Strategic Planning: TQCI's approach to strategy is based on "Clarity and Speed". We advocate a real-time strategy building framework at the locus of action and speedier transmission of information to enable shifts in corporate strategy. In line with Mintzberg's views, we make a distinction between synthesis and analysis. We believe that strategy is an individual or organization's response to an environment. And therefore the overall strategy has to allow for changes in the environment and the people within that environment.

Management Systems: Management Systems deliver strategies for value creation. Even reasonable congruence between strategy and system design has been rarely found in the course of our engagements. Conflicts between business objectives and personal insecurities, conflicts between risk and security, conflicts between corporate positions and personal values of executives, conflicts of commensurate control and operational freedom abound within organizations. The management system design and

information architecture is critical to establish trade-offs between diverging interests.

TQCI believes in Contextual Management Systems which leverage the cultural backdrop of the region of operations and is designed to achieve competitive advantage. We have always advocated 'Building on the existing good' ahead of 'Acquiring what is lacking' as our management system design principle. Results show that innovative use of strong positions work better than acquisitions of culturally alien management systems.

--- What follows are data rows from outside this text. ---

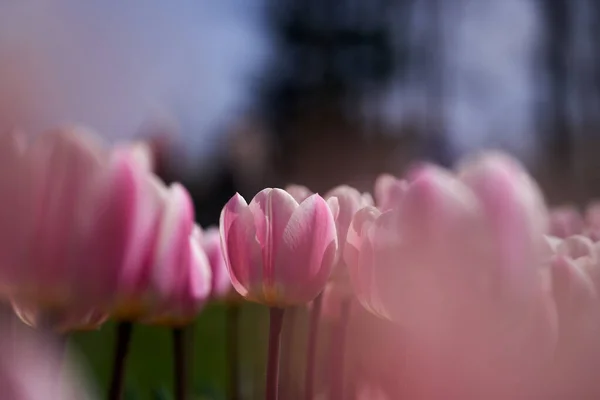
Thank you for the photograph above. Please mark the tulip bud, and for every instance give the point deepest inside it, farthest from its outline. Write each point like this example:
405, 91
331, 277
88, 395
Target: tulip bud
278, 252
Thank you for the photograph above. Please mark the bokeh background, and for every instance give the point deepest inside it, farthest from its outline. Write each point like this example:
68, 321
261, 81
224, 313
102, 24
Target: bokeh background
238, 95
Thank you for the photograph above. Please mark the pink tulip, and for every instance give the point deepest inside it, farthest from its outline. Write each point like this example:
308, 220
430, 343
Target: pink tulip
278, 252
88, 231
575, 273
189, 292
349, 201
299, 192
66, 206
566, 221
458, 263
64, 322
210, 240
164, 266
32, 368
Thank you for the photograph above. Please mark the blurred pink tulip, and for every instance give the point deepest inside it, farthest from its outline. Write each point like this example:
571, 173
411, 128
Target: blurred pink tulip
349, 201
32, 368
210, 240
389, 191
458, 263
190, 290
575, 273
166, 275
63, 322
66, 206
299, 192
278, 252
87, 231
566, 221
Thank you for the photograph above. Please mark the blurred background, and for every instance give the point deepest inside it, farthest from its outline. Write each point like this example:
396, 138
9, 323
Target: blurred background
242, 94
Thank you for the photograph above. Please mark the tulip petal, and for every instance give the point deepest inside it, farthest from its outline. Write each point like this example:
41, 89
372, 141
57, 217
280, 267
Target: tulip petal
517, 215
308, 250
272, 209
221, 282
173, 239
240, 245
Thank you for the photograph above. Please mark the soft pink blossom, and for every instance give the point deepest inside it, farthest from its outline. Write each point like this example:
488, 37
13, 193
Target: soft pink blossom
298, 192
210, 240
575, 281
64, 221
182, 302
34, 368
278, 252
458, 263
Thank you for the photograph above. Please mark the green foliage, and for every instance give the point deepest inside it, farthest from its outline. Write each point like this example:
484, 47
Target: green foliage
150, 362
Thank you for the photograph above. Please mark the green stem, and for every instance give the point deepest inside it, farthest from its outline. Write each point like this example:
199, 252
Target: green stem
311, 352
124, 330
183, 340
338, 350
275, 325
233, 355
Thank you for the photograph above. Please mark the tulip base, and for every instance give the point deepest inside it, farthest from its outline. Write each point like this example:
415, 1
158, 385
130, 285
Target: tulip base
183, 340
124, 330
338, 350
275, 326
233, 356
311, 352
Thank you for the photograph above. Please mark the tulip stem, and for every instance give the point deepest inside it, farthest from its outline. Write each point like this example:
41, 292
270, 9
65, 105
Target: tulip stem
338, 349
233, 354
124, 330
275, 324
287, 347
311, 352
183, 340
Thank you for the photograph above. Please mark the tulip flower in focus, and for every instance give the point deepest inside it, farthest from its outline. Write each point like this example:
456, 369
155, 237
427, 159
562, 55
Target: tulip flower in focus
458, 263
31, 368
278, 252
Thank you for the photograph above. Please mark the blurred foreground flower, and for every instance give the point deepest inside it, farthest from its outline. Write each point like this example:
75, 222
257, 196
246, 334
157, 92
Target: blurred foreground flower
457, 262
65, 200
278, 252
576, 285
86, 232
31, 368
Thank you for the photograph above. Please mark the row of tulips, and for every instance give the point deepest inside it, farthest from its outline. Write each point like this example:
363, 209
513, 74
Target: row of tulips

People & Knowledge: People operate systems to achieve strategic objectives. TQCI advocates the primacy of people in a culturally sensitive way. We have worked with clients to evolve practices which reinforce leadership, complement social and business roles of an individual, discourage dissonance between management hierarchies and abjure slogan-mongering and acronym-coining. People who work in organizations are mature and hold socio-economic positions outside the organization. They also work with values embedded in them through years of cultural conditioning. We advocate performance management system designs which leverage what an individual has rather than chase what he does not have. It is easier to build on what exists and use it for the organization's benefit. The PMS is designed to do just that.

TQCI has worked with clients to identify culturally compatible differentiating competencies. Dealing with people is always dealing with culture. HR systems which do not include culture as the main ingredient inevitably never mature from enforcement to commitment. 

In the global environment of today, it is easy and contemporaneously triumphant to advocate a globally homogeneous HR practice. Since organizations address global customers, each individual unit of the organization needs to be homogeneously congruent to the global culture. This view is fraught with danger, first there is nothing homogeneous called global culture, and second, it dissolves regional advantages. The impact is significant on competitive positioning. Regional advantages in people need to be strengthened to achieve global business superiority. And that is what we call HR strategy.

It is our considered opinion that HR Systems have to be designed with people in an environment focus. A significant part of that environment is extraneous to the organization. HRM is about strategically deriving competitive advantage from people in a cultural context.